High In-hospital Mortality Following Percutaneous Endoscopic Gastrostomy: Results of a Nationwide Population-based Study.
Clin Gastroenterol Hepatol. 2013 Apr 16;
Authors: Arora G, Rockey D, Gupta S
BACKGROUND & AIMS: Careful selection of patients who undergo endoscopic procedures plays an important role in optimizing healthcare. Percutaneous endoscopic gastrostomy (PEG) is a frequently performed invasive endoscopic procedure that has been associated with high short-term mortality. We used a national database to determine the incidence of, and factors associated with in-hospital mortality among patients undergoing PEG. METHODS: We conducted a nested, case-control, retrospective study using the US Nationwide Inpatient Sample (NIS) to analyze data from all hospitalizations in the year 2006 with an ICD-9 procedure code for PEG. Bivariate and multivariate logistic regression analysis was performed using demographic and clinical variables to identify predictors of in-hospital mortality following the procedure. A separate analysis using propensity score matching technique was conducted to compare mortality to a control cohort.
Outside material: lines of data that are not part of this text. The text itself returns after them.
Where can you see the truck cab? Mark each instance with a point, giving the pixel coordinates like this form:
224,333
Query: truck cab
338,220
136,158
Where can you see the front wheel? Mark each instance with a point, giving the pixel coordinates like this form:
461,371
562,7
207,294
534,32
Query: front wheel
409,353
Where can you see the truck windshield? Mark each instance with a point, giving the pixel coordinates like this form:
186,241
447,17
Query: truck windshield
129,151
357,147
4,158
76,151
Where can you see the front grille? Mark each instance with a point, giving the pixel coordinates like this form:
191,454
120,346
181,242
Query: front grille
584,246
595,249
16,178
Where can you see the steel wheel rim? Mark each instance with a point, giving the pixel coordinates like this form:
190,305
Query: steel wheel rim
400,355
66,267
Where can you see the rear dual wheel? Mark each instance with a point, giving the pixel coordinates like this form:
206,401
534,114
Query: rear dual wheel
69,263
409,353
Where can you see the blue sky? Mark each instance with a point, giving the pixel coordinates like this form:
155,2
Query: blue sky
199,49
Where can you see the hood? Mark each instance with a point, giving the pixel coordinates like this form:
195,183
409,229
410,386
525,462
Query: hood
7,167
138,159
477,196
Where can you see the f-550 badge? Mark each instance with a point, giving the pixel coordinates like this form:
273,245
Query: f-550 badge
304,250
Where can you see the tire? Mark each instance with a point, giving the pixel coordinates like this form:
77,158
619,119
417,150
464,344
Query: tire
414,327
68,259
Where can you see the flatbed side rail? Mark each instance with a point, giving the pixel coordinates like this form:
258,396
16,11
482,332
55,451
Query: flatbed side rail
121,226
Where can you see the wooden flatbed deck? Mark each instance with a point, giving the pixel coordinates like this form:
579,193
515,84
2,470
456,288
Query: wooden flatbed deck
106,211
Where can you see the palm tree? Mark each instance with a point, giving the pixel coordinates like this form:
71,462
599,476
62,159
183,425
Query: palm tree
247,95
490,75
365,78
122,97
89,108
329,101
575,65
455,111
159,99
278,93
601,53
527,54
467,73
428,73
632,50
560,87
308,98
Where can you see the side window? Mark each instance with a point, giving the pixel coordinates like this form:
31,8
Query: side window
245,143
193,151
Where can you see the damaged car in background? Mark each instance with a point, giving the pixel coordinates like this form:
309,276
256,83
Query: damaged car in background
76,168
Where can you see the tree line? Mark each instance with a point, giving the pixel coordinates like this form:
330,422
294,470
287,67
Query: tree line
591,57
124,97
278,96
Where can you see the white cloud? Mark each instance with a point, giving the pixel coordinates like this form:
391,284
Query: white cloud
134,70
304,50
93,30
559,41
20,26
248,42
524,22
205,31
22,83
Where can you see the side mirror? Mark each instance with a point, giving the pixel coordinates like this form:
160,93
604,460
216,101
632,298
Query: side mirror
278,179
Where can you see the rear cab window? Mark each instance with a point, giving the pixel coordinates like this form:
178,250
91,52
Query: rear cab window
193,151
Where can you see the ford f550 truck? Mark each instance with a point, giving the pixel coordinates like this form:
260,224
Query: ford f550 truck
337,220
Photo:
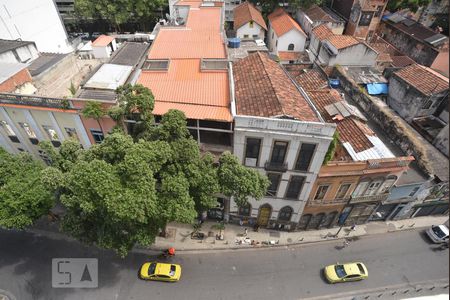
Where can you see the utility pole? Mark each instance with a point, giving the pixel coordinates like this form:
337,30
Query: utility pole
343,222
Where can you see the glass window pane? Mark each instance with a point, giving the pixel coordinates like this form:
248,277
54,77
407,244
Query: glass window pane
294,187
305,156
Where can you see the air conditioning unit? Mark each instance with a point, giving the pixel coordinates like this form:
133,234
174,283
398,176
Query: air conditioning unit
250,162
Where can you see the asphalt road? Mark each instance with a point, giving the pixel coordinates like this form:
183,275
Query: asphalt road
286,273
Results were validated in an independent analysis of 2007 NIS data. RESULTS: In-hospital mortality was 10.8% (95% CI 10.3%-11.3%) among 181,196 patients who underwent PEG in 2006. Odds of death increased with age (1%/y), congestive heart failure, renal failure, chronic pulmonary disease, coagulopathy, pulmonary circulation disorders, metastatic cancer and liver disease. Indication for PEG was strongly associated with mortality. Women, and patients with diabetes mellitus or paralysis had lower odds of death. PEG was associated with slightly higher odds of in-hospital mortality compared to controls. Results were qualitatively and quantitatively similar when 2007 NIS data were analyzed. CONCLUSIONS: Mortality is almost 11% among hospital in-patients following PEG. We have identified factors that increase and decrease the risk of death following PEG; these could improve patient selection for those most likely to benefit from this procedure.